Introduction
When we talk about ASI, we imagine a computer that is able to out-perform the thinking of a human. And with the advent of LLMs & generative AI, we might start thinking that supervised learning is how we'll get there. There are a few issues I have (but I'm not smart enough to do any better) with the current state of the art of LLMs, including that they're currently just a statistical mapping of an input to an output (which means that they don't understand what or why they're doing what they're doing), but in this post I'd like to focus on just one issue.
"The Issue"
This issue is: supervised learning models learn from data. Human data. So, the SL models will only be as good
as the humans that they learn from. Even worse: they'll probably end up being as good as the AVERAGE human, as
they're training, and looking to generalise, on the whole dataset of human data.

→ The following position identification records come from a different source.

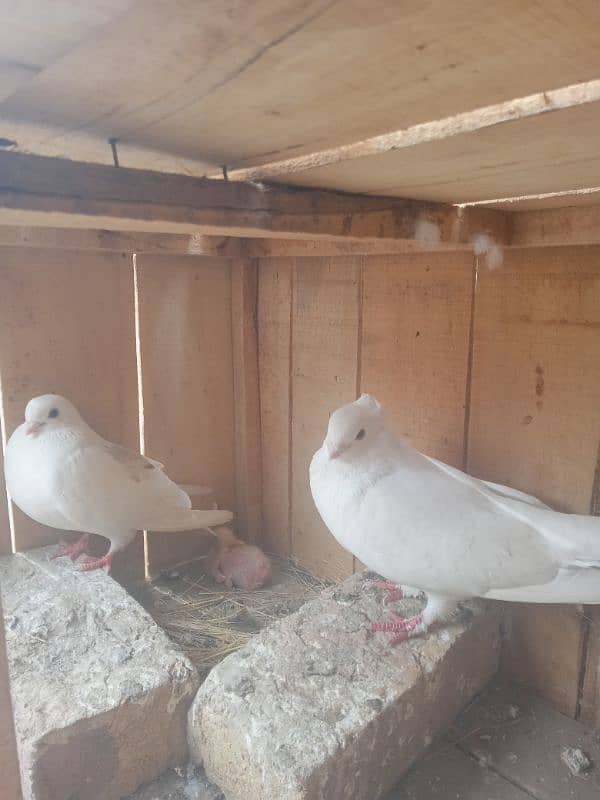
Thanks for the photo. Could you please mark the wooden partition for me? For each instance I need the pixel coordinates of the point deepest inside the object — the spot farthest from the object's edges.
(535, 424)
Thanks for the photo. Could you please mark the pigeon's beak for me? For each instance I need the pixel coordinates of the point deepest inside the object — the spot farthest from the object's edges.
(34, 428)
(334, 452)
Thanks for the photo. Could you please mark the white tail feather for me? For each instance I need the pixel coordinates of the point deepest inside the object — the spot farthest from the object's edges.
(191, 519)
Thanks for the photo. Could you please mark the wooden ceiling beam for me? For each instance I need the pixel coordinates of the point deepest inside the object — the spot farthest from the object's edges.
(52, 192)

However, when we think of ASI, we think of agents that can out-perform humans. Currently, as far as I can see,
there is only one ML technique that can do this: RL. RL has trained agents that have beaten the best chess, Go, StarCraft
and DOTA players, to name a few. In some games, the agents have won by a large margin. RL doesn't rely on how the best
humans play, it works on how to play the best game overall, based on only the game rules. This is a stark contrast to
SL.
Final Words
RL still has other issues, including the one mentioned in the introduction: specifically, model-free agents learn using just a statistical mapping of
observations to actions. It doesn't understand why or how it is doing what it is doing.
It's also interesting to note how well SL does, even though it's using human data, of which a lot of it is sub-optimal or
has blatant errors. It goes to show the magic of AI at scale, and how humans do a good job, on the largest scale, of not
having systemic errors or mistakes: therefore any particular grammatical error one human makes will be smoothed out by the
larger dataset.
Overall, it'd be interesting to see which technique gets used for which tasks in the future. It seems like some tasks actually work best by regressing
towards the mean: including language tasks and more general gen-AI tasks. Perhaps the intuition here is that if someone spoke
with the words of a 200 IQ person (without consideration for their audience), not many people would understand them. Other tasks look to
require revolutionary changes, such as AI discovering scientific breakthroughs. It would make sense that RL would eventually be what cracks these aspects. In
the future, I'd expect to see RL taking on more of these core sub-tasks and working with SL to solve harder and harder problems.